There are six more treatments of radiation. The next step is to keep him strong during the radiation. Keep his weight up, keep him moving and to not lose muscle mass. Then… when he is done with that part, they will discuss options- if any– for chemo.

Typically, they do not treat squamous with chemo to kill it… Usually it’s just to take away the symptoms. So- we need a miracle. A bunch of miracles. And here’s the thing that makes the most sense among all of this confusion… Because they don’t know… because they can’t explain… Because they are baffled- they won’t be surprised when it’s no longer there… Another thing they won’t be able to explain.

To us… We will know. To them… It will be a scientific glitch. My God works like this. Your God does too… And I thank you for embracing this with me.

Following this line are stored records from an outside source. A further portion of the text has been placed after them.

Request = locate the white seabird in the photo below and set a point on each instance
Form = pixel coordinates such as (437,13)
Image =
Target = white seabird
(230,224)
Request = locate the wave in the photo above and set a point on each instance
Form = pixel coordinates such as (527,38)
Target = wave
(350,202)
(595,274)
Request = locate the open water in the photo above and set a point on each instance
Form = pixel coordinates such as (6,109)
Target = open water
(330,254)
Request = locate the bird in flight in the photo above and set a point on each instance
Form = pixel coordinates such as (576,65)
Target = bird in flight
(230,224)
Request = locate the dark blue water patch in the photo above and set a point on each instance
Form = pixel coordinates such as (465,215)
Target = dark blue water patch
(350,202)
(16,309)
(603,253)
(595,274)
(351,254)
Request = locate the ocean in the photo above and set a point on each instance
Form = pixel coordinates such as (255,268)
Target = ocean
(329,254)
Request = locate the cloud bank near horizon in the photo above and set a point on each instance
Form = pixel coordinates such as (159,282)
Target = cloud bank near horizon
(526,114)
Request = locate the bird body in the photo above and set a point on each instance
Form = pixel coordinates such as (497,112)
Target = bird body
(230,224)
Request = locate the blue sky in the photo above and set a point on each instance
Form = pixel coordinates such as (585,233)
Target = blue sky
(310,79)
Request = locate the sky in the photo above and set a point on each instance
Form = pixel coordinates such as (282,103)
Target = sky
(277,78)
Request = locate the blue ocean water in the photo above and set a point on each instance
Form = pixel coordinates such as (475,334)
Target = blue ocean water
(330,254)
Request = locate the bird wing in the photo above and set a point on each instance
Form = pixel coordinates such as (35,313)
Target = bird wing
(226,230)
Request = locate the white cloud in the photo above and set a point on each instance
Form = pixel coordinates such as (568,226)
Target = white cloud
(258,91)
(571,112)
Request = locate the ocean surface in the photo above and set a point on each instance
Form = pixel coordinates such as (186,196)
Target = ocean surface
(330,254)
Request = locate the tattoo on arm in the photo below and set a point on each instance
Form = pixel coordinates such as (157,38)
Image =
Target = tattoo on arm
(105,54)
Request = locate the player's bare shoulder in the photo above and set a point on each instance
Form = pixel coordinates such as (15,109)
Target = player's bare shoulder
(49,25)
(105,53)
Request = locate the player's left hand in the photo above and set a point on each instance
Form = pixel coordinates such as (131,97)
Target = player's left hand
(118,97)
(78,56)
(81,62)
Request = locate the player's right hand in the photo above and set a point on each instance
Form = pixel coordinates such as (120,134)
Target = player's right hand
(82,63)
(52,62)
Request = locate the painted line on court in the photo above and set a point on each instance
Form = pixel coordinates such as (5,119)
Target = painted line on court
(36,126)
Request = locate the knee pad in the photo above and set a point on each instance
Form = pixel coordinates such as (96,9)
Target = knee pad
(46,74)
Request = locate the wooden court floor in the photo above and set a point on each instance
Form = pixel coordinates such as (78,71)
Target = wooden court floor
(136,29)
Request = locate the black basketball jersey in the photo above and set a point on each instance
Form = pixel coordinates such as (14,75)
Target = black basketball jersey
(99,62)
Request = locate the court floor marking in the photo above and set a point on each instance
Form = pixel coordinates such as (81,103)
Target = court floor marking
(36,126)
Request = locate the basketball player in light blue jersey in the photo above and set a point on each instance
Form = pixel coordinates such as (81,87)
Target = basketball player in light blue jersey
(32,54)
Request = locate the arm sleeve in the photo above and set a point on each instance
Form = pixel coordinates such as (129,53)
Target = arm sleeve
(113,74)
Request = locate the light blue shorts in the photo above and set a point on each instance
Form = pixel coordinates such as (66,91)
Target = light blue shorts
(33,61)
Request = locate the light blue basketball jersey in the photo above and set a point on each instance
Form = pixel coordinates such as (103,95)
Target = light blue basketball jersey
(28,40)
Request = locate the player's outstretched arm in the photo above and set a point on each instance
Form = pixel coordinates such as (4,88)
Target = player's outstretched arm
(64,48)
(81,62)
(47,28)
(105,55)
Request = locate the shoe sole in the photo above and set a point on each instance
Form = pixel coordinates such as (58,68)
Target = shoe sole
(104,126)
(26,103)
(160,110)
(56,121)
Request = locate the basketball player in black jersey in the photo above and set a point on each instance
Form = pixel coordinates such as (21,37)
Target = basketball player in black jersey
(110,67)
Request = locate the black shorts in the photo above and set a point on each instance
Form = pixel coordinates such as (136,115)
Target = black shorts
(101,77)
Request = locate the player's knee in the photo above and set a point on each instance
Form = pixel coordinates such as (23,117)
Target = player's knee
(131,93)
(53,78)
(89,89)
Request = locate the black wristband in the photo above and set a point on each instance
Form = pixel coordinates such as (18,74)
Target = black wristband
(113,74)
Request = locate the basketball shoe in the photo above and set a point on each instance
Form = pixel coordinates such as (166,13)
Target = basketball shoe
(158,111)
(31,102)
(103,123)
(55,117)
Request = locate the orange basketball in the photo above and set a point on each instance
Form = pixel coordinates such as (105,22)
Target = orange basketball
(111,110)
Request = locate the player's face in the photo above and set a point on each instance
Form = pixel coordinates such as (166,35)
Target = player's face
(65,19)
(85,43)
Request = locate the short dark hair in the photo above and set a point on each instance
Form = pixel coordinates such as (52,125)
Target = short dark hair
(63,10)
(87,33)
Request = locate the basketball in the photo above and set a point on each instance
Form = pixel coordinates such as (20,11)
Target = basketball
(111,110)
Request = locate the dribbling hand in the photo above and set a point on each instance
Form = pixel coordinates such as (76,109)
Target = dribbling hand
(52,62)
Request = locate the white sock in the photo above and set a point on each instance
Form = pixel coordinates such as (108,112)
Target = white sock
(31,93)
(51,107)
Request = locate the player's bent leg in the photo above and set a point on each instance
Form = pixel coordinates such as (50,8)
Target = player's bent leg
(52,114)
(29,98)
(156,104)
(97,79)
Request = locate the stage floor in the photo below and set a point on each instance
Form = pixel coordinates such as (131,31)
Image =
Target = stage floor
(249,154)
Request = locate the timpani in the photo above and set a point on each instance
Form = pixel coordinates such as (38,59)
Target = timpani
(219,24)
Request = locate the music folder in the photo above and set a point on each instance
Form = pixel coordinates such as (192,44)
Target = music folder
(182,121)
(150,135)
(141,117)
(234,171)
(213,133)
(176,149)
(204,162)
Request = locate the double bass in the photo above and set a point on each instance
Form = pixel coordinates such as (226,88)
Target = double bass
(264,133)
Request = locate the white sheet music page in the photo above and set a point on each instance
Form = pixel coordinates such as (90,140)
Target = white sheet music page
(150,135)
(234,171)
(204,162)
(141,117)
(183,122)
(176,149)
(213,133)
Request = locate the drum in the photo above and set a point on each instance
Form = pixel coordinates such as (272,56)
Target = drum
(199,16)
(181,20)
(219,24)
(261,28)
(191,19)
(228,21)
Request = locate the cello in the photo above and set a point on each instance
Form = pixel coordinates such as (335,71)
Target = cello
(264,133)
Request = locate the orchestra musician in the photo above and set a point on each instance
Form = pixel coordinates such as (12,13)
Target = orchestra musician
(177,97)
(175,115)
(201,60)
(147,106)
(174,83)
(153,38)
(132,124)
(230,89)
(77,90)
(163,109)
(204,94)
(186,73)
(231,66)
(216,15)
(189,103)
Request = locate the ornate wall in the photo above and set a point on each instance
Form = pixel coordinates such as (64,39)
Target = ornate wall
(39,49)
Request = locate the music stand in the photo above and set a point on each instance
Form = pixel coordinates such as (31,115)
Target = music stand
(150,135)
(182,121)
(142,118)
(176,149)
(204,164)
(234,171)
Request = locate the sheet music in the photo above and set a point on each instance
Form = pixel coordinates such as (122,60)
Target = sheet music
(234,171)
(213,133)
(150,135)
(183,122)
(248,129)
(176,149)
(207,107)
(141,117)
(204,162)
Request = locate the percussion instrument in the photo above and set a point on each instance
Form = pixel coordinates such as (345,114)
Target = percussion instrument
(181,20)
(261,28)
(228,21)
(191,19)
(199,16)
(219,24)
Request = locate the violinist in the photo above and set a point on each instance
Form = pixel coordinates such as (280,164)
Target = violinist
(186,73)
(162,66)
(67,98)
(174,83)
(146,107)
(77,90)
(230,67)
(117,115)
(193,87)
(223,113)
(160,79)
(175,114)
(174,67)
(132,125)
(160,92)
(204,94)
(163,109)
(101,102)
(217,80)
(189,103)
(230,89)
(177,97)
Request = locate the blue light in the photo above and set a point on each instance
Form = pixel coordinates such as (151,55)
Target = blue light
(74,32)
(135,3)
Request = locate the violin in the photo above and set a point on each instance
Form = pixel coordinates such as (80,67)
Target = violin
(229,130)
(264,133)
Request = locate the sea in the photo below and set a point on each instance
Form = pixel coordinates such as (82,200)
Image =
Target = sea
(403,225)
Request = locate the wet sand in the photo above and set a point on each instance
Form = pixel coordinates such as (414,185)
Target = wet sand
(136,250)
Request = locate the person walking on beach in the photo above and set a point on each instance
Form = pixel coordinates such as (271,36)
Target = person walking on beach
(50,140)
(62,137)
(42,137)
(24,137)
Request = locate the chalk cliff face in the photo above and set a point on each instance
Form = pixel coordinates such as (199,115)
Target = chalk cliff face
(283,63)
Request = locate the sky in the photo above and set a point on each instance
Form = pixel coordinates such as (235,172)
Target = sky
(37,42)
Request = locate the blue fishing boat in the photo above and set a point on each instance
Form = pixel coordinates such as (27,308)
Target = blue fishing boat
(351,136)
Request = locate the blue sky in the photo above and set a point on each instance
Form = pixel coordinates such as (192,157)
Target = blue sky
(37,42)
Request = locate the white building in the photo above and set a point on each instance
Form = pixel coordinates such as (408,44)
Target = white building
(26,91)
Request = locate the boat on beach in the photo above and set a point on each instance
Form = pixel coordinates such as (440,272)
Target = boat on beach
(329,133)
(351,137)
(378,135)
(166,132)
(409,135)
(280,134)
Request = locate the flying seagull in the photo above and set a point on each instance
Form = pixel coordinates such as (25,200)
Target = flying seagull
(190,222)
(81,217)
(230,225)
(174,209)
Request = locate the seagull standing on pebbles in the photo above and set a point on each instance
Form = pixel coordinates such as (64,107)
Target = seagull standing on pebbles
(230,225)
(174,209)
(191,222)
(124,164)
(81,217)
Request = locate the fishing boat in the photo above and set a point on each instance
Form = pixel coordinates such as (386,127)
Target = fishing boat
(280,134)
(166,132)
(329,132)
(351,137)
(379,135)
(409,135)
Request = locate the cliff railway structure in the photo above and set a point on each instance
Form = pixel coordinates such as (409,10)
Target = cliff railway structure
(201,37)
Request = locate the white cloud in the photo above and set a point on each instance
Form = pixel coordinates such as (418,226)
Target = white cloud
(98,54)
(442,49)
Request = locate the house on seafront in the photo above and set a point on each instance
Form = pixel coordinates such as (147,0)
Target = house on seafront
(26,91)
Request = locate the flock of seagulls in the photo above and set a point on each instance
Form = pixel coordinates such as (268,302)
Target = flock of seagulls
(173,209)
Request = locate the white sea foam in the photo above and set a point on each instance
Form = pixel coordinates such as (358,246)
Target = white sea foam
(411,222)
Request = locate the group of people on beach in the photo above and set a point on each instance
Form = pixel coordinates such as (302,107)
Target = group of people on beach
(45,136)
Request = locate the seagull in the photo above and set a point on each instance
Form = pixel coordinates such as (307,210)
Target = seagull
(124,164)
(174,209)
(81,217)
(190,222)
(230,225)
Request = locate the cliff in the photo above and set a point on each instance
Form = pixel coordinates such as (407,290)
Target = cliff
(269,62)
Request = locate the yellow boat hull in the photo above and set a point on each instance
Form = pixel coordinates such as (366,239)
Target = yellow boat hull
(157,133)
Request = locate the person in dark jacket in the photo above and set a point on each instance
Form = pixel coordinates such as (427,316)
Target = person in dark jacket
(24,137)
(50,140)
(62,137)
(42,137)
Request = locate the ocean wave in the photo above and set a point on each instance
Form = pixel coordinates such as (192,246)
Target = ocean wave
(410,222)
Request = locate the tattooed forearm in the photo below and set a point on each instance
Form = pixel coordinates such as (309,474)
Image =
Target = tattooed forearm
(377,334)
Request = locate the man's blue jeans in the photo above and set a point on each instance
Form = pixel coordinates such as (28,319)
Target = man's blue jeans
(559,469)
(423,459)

I debate often about how much to say… Because there are times when I feel hopeless. Then a ray of light pops in… And I see and feel the prayers. There are times when I have sobbed so hard that I shook… Then two seconds later I am calm. It’s God holding me up, when I want to give up.

I told my friend Kitty, that I didn’t want to be strong. I was tired of everyone telling me how strong I was… I don’t wanna be strong. I just want to curl up and fall apart… I just want to be Paul’s wife. I don’t wanna do this. Then in an instant… I feel filled back up. I am strong. I am whole. I am Paul’s wife. Together we will be okay.

He is in no pain. He is walking the halls and eating every meal. He is still wobbly on his feet, but that’s because of the swelling on his brain. He is scared. I am scared. But… Only for an instant… We can’t hide in the fear and let this win. In the love- we find peace.

Our timeline has changed. At first we were told 6 mos to a year. Today we were told three months. Then someone else came in and gave us a glimmer of hope. I am not in denial… I understand why and how they give those times. I am just choosing to believe the best case scenario and believing for a miracle.

The hope came from the chemo team. They said we would discuss options when he is done with radiation. This leads me to believe that there is room for error on their part. Room for my miracle. Room for Paul’s miracle.

When we told the radiology oncology team we wanted to sell everything and move to Hawaii and live on a beach… he said that he has seen people who do it and live for several years…so when they say a time line… it includes really old sickly people… And everyone in between. Paul is healthy. He is strong. He is going to be here for a few more years.

Thanks to the company who have made us smile, laugh and forget about where we are.

Thanks to the friends who have added us to the church prayer lists and those who have traveled miles to hang with him. He feels very loved.
Keep the light, prayers, good thoughts, love and healing coming… We need it.